[jira] [Updated] (PHOENIX-4925) Use Segment tree to organize Guide Post Info

Bin Shi (JIRA) Tue, 19 Feb 2019 09:41:11 -0800


     [ 
https://issues.apache.org/jira/browse/PHOENIX-4925?page=com.atlassian.jira.plugin.system.issuetabpanels:all-tabpanel
 ]


Bin Shi updated PHOENIX-4925:
-----------------------------
    Description: 
As reported, Query compilation (for the sample queries showed below), 
especially deriving estimation and generating parallel scans from guide posts, 
becomes much slower after we introduced Phoenix Stats. 
 a. SELECT f1__c FROM MyCustomBigObject__b ORDER BY Pk1__c
 b. SELECT f1__c FROM MyCustomBigObject__b WHERE nonpk1__c = ‘x’ ORDER BY Pk1__c
 c. SELECT f1__c FROM MyCustomBigObject__b WHERE pk2__c = ‘x’ ORDER BY 
pk1__c,pk2__c
 d. SELECT f1__c FROM MyCustomBigObject__b WHERE pk1__c = ‘x’ AND nonpk1__c 
ORDER BY pk1__c,pk2__c
 e. SELECT f1__c FROM MyCustomBigObject__b WHERE pk__c >= 'd' AND pk__c <= 'm' 
OR pk__c >= 'o' AND pk__c <= 'x' ORDER BY pk__c // pk__c is the only column to 
make the primary key.
  
 By using prefix encoding for guide post info, we have to decode and traverse 
guide posts sequentially, which causes time complexity in 
BaseResultIterators.getParallelScan(...) to be O(n) , where n is the total 
count of guide posts.

According to PHOENIX-2417, to reduce footprint in client cache and over 
transmition, the prefix encoding is used as in-memory and over-the-wire 
encoding for guide post info.

We can use Segment Tree to address both memory and performance concerns. The 
guide posts are partitioned to k chunks (k=1024?), each chunk is encoded by 
prefix encoding and the encoded data is a leaf node of the tree. The inner node 
contains summary info (the count of rows, the data size) of the sub tree rooted 
at the inner node.

With this tree like data structure, compared to the current data structure, the 
increased size (mainly coming from the n/k-1 inner nodes) is ignorable. The 
time complexity for queries a, b, c can be reduced to O(m) where m is the total 
count of regions; the time complexity for "EXPLAN" queries a, b, c can be 
reduced to O(m) too, and if we support "EXPLAIN (ESTIMATE ONLY)", it can even 
be reduced to O(1). For queries d and e, the time complexity to find the start 
of target scan ranges can be reduced to O(log(n/k)).

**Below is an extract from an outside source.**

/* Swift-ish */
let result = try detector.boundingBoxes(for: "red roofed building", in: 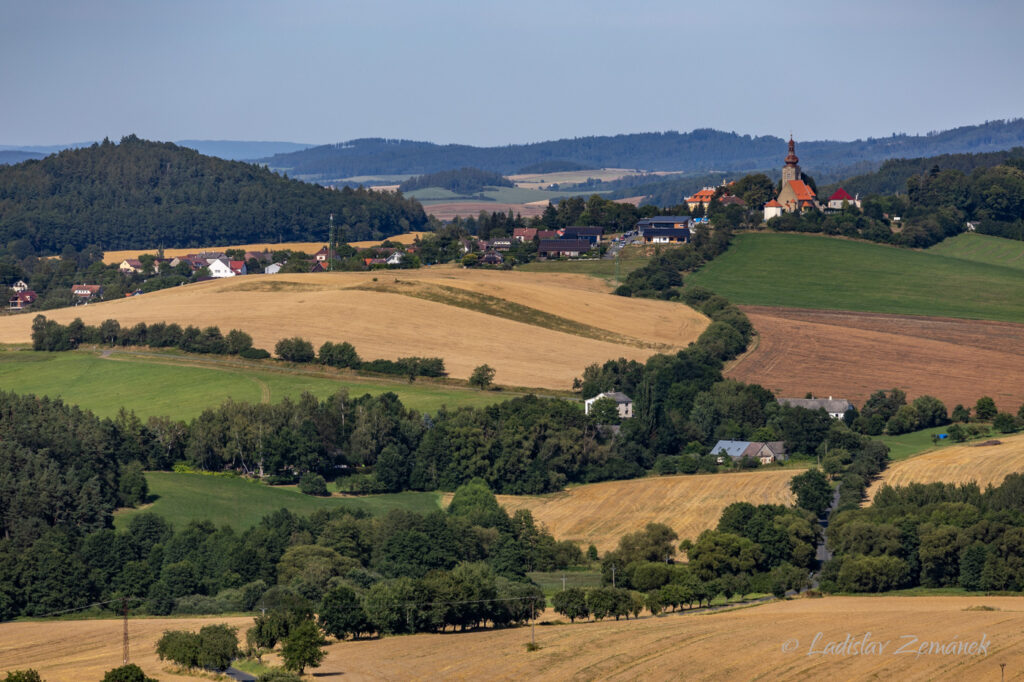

The tree can also integrate AVL and B+ characteristics to support partial 
load/unload when interacting with stats client cache.

 

  was:
As reported, Query compilation (for the sample queries showed below), 
especially deriving estimation and generating parallel scans from guide posts, 
becomes much slower after we introduced Phoenix Stats. 
 a. SELECT f1__c FROM MyCustomBigObject__b ORDER BY Pk1__c
 b. SELECT f1__c FROM MyCustomBigObject__b WHERE nonpk1__c = ‘x’ ORDER BY Pk1__c
 c. SELECT f1__c FROM MyCustomBigObject__b WHERE pk2__c = ‘x’ ORDER BY 
pk1__c,pk2__c
 d. SELECT f1__c FROM MyCustomBigObject__b WHERE pk1__c = ‘x’ AND nonpk1__c 
ORDER BY pk1__c,pk2__c
 e. SELECT f1__c FROM MyCustomBigObject__b WHERE pk__c >= 'd' AND pk__c <= 'm' 
OR pk__c >= 'o' AND pk__c <= 'x' ORDER BY pk__c // pk__c is the only column to 
make the primary key.
  
 By using prefix encoding for guide post info, we have to decode and traverse 
guide posts sequentially, which causes time complexity in 
BaseResultIterators.getParallelScan(...) to be O(n) , where n is the total 
count of guide posts.

According to PHOENIX-2417, to reduce footprint in client cache and over 
transmition, the prefix encoding is used as in-memory and over-the-wire 
encoding for guide post info.

We can use something like Sum Tree (even Binary Indexed Tree) to address both 
memory and performance concerns. The guide posts are partitioned to k chunks 
(k=1024?), each chunk is encoded by prefix encoding and the encoded data is a 
leaf node of the tree. The inner node contains summary info (the count of rows, 
the data size) of the sub tree rooted at the inner node.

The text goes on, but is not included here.